By this point, the tools you need to navigate these threats are well
established, as are the patterns for resolving them. Instead of muttering "oh shit"
while Seegson security raiders die to a xenomorph attack, Ripley grits her
teeth, climbs into a vent, and doing her best to circumvent the whole struggle. The vulnerability never leaves her, but she
gets better, both at dealing with those moments and using the tools that resolve
them. Threats remain plausible: there's
nothing in the game that you can "kill" that won't try to kill you
back twice as hard. You are, and forever
will be, the least dangerous thing on Seegson Station, but by game's end it's
less about creeping about subtly, and more about rationing flamethrower fuel so
you can scare xenomorphs away enough times during your madcap final push to
escape.
All of this layers over Amanda Ripley's character
development, as she finally finds a sort of closure with her mother, and
hardens significantly as a human being, abandoning her lofty hopes of evacuating
the station in favor of fleeing it alone on what, in the end, may very well be
a ghost ship. By the end of Isolation, we have a real sense that
Ripley has changed, and that while she's a highly capable character, she's also
still very alone, and very vulnerable in that solitude. That rare mix of empowerment and
vulnerability is something that horror games have trouble nailing down,
something that Isolation does with
relative ease, not by building in newer and tougher opponents, but by giving players
an ever expanding set of tools for resolving various threats without ever
compromising on the severity of those threats.

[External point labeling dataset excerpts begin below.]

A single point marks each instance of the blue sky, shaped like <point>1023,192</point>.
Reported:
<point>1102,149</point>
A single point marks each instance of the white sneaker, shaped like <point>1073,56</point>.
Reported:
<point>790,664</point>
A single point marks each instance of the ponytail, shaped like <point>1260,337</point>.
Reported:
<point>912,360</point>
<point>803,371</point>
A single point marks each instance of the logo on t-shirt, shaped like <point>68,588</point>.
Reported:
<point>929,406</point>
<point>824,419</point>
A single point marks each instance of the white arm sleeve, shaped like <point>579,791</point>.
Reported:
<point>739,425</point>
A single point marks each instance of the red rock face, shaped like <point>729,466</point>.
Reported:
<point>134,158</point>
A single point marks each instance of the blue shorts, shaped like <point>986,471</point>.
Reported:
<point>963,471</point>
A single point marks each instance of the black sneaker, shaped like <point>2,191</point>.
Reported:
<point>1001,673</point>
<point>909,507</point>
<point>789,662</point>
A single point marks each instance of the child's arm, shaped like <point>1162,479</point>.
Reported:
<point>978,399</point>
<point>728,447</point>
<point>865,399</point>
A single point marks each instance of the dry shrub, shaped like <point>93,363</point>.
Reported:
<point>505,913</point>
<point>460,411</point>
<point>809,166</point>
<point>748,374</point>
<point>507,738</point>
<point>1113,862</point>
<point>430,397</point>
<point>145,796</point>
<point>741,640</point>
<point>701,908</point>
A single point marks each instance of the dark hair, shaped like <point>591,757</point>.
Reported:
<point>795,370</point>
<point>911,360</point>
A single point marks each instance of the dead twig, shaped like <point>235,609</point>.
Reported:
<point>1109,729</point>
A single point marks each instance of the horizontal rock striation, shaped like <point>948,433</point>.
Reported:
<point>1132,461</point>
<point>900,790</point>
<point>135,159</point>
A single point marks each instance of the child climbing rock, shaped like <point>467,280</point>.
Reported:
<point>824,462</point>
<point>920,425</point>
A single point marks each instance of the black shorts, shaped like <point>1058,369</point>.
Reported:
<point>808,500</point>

That's the core of strong horror design: Alien: Isolation isn't about hunting and
killing an alien. It isn't about
realizing a power fantasy. It's about
telling a story, a story that unfolds slowly, through exploration, and
surviving a myriad of threats along the way.
That's the core of the horror genre: it's never about overcoming foes,
about emerging "victorious" over whatever you're fighting. It's about that most fundamental and
harrowing of experiences, that most universal of human struggles: trying to
stay alive in a world that seems hostile to our daily state of being.